Synthetic Data Generator for Tabular Data
Synthetic Data Generator for Tabular Data (Latest)

Synthetic Data Generation

At the end of this lab, you will fully understand how to (1) construct, (2) train, and (3) evaluate a GPT model using Nemo, which incorporates the Megatron framework on tabular time series data. Megatron (1, 2, and 3) is a large, powerful transformer developed by the Applied Deep Learning Research team at NVIDIA. We developed efficient, model-parallel (tensor, sequence, and pipeline) and multi-node pre-training of transformer-based models such as GPT, BERT, and T5 using mixed precision.

Your LaunchPad lab comes preloaded with the NVIDIA AI Enterprise components.

Applications used in this lab:

  • RAPIDS

  • PyTorch

  • Triton Inference Server

What takes place in the lab:

  • Examine dataset

  • Tabular tokenization and preprocessing data using RAPIDS

  • Train a GPT model

  • Visualize training using TensorBoard

  • Generate synthetic data by sending inference requests to the model

  • Evaluate the quality of the generated data by comparing it to real data.

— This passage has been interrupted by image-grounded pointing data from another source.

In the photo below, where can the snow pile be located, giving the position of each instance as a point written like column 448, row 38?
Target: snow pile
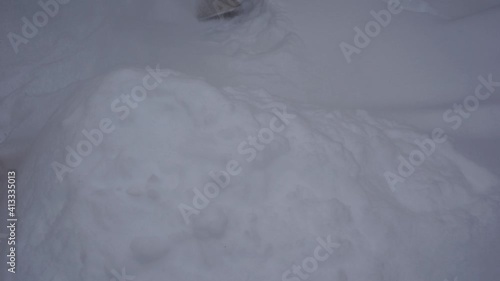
column 305, row 175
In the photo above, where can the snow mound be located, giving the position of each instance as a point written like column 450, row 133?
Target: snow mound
column 317, row 175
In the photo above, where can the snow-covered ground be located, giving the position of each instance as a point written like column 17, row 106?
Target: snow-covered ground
column 281, row 144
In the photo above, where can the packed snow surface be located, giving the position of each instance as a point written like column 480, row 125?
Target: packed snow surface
column 150, row 146
column 318, row 175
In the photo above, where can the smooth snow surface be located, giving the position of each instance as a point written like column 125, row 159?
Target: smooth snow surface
column 215, row 86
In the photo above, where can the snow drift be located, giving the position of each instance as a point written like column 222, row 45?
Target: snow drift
column 321, row 176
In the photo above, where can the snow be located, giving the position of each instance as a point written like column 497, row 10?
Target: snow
column 121, row 118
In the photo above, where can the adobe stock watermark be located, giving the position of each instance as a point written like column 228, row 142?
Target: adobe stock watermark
column 249, row 148
column 29, row 29
column 310, row 264
column 121, row 106
column 121, row 276
column 455, row 117
column 371, row 30
column 224, row 6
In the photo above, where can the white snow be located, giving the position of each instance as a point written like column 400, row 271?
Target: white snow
column 119, row 204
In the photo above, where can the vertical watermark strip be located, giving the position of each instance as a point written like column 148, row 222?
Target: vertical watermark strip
column 11, row 221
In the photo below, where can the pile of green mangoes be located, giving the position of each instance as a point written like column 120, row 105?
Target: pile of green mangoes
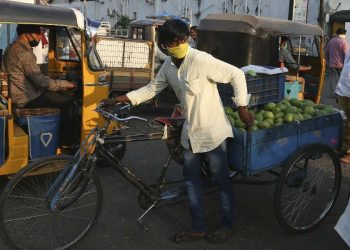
column 275, row 114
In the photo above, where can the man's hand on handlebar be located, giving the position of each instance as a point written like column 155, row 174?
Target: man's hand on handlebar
column 66, row 85
column 112, row 101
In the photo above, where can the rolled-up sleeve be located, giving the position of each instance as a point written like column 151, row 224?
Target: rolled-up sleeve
column 221, row 72
column 34, row 75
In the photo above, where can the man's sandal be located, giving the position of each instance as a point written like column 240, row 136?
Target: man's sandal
column 188, row 236
column 220, row 235
column 345, row 159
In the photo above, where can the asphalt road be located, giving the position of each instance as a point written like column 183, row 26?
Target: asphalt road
column 256, row 226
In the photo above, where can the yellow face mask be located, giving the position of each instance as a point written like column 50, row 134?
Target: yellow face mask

Architecting models on tabular data gathered over time can be challenging because a user’s actions and behaviors change over time. Time series models constantly need more data to improve the accuracy of their predictions. Several methods are used today to increase time-dependent diversity that a model is exposed to, such as bagging, monte carlo, oversampling, K-folds, etc., or deep learning models such as LSTM, VAE, and GAN. All these methods, in one way or another, either independently or as an ensemble, have been used to generate time series data with varying results.

Preprocessing for AI pipelines involves general data ingestion, filtration, and general reformatting. With the NVIDIA AI Enterprise RAPIDS ecosystem, each piece of the workflow is accelerated on GPUs within the NVIDIA-Certified System.

Tokenization is breaking down data into standard units that a model can understand. The authors of the Transformer dataset constructed a tabular tokenizer designed to generate the time series data conditioned on the table’s structural information. However, since Transformer uses a single token for each column, it can cause either accuracy loss if the number of tokens is small for the column or weak generalization if the number of tokens is too large. Within this lab, we will improve it by using multiple tokens to code the columns.

Developing time series models is difficult since the data will take only one real path. To make models more robust, traditional methods such as bagging, monte carlo, boosting, bootstrap, stacking, oversampling, and using K-folds have been employed to increase the variety of paths a model is exposed to. Traditional methods such as oversampling will not enhance the variety of data, and K-folds, while increasing the path variety, will lose important user-level time-dependent data. Novel deep learning model architectures, such as LSTM, VAE, and GAN, were also developed to generate time series data with differing results. While state-of-the-art, these deep learning approaches are challenging to implement in practice. They suffer from either (1) mode-collapse, where all the generated data is the same, (2) long model architecture discovery times, iterating both the model and loss functions to obtain the desired output, which (3) requires hand tuning and expertise and (4) do not keep long term memory of the patterns in the data.

Within this lab, we will take advantage of the long attention span in transformer models to model a series of times accurately. We will use the NVIDIA Megatron-LM framework in conjunction with a special tabular tokenizer, which uses the inherent structure in a table to generate user-level time series data.

Let’s look at an example analogy to understand better what user-level time series data means. Imagine generating payment data for yourself, your parents, and a friend. Each person has different buying profiles, and those profiles change over time. Thus, methods like K-folds wouldn’t make sense because a younger version of yourself is less likely to purchase an expensive bottle of wine compared to yourself, who is now older. Generating user-level time series data using other approaches would require creating multimodal features conditioned on the user to account for the age, location, etc., and the merchant, merchant category, and associated prices of items the merchant is selling. We split transactions by user and use the user’s transactions as a document part of a corpus used to train the GPT model.

The GPT-based Transformer model using Nemo with the Megatron framework is a facile way of generating realistic user-level time series data and requires only supplying the column data types to preprocess the data. Megatron helps to scale training to any size GPU cluster environment to model a large quantity of data.